I had visited this old quarry the year before and I was happy to return and shelter from the wind and rain for a time before finally leaving the echoing cave and continuing along the track along the southern edge of Little Langdale. When I reached High Park I turned off my route of a year earlier to continue along the track as it turns south east to pass between Tongue Intake Plantation and the low hills of Great How and Oxen Fell. I enjoyed the look of the landscape to my right that extends south towards Holme Fell with an undulating line of hills that looked appealing to me and I wished that it wasn’t so windy that an ascent would have been foolhardy. In fact, I had ascended that way in 2017 but the weather on that occasion had been so poor I didn’t have a view so I wasn’t able to appreciate it. I must return sometime soon. When I reached the A593 road I used a path that runs alongside until I reached Oxen Fell High Cross where I turned onto a track that took me to my third mountain lake: Tarn Hows. This was originally three tarns, High, Middle and Low Tarn which were collectively known as ‘The Tarns’ before a dam was constructed to combine them into the larger tarn seen now, which most people call Tarn Hows that is actually the name of the area, though the Ordnance Survey still calls the lake, the Tarns. Coincidentally this is another tarn that I haven’t visited very often with the most recent occasion being at the end of 2012.

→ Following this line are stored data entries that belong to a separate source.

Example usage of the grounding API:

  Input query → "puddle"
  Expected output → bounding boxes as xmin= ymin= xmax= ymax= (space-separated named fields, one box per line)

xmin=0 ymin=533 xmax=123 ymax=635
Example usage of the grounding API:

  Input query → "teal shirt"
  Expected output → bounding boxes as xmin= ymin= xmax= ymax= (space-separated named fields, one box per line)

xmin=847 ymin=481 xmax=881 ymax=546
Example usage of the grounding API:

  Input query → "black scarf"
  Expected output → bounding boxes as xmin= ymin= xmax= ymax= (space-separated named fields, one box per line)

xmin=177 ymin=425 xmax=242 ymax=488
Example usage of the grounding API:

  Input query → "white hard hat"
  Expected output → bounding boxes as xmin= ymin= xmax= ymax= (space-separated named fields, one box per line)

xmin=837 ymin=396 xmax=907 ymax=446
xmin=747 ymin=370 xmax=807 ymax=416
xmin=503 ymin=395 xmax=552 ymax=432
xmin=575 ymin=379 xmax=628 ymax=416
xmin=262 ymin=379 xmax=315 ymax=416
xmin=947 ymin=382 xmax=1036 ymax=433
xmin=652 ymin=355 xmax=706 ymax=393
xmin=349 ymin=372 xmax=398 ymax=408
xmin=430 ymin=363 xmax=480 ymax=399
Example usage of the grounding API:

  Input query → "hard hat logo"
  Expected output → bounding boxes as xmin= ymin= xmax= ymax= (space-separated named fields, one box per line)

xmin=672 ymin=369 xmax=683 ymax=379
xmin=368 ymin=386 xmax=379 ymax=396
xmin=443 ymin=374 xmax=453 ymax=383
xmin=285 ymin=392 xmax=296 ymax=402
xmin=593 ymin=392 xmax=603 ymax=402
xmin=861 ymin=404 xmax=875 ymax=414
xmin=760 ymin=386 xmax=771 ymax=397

Slowly, I made my way around the eastern shore of the tarn on an excellent path that eventually brought me to the car park where I blindly took a path that starts alongside without checking my map to ensure I was going the right way. It was fun to wander along that path and see where it went as it took me through gorgeous woodland and beside a rapidly flowing stream. Eventually signposts revealed that I was heading towards Coniston and on emerging from the wood I came alongside a road, a couple of miles away from the village and with a good path beside the road to take me there. I still had a bit of daylight left when I reached Coniston so I bought something for my dinner before slowly making my way towards the youth hostel. The rain was not as prolonged on this walk as the day before with long periods without rain that provided me with pleasant walking when sheltered from the wind. There were moments when I wished I could have climbed to the tops of the fells, but the strong winds soon convinced me otherwise and I felt as if I had made the most of the conditions on this day with an interesting walk on paths that I wasn’t as familiar with and past three tarns that I had not previously visited very often.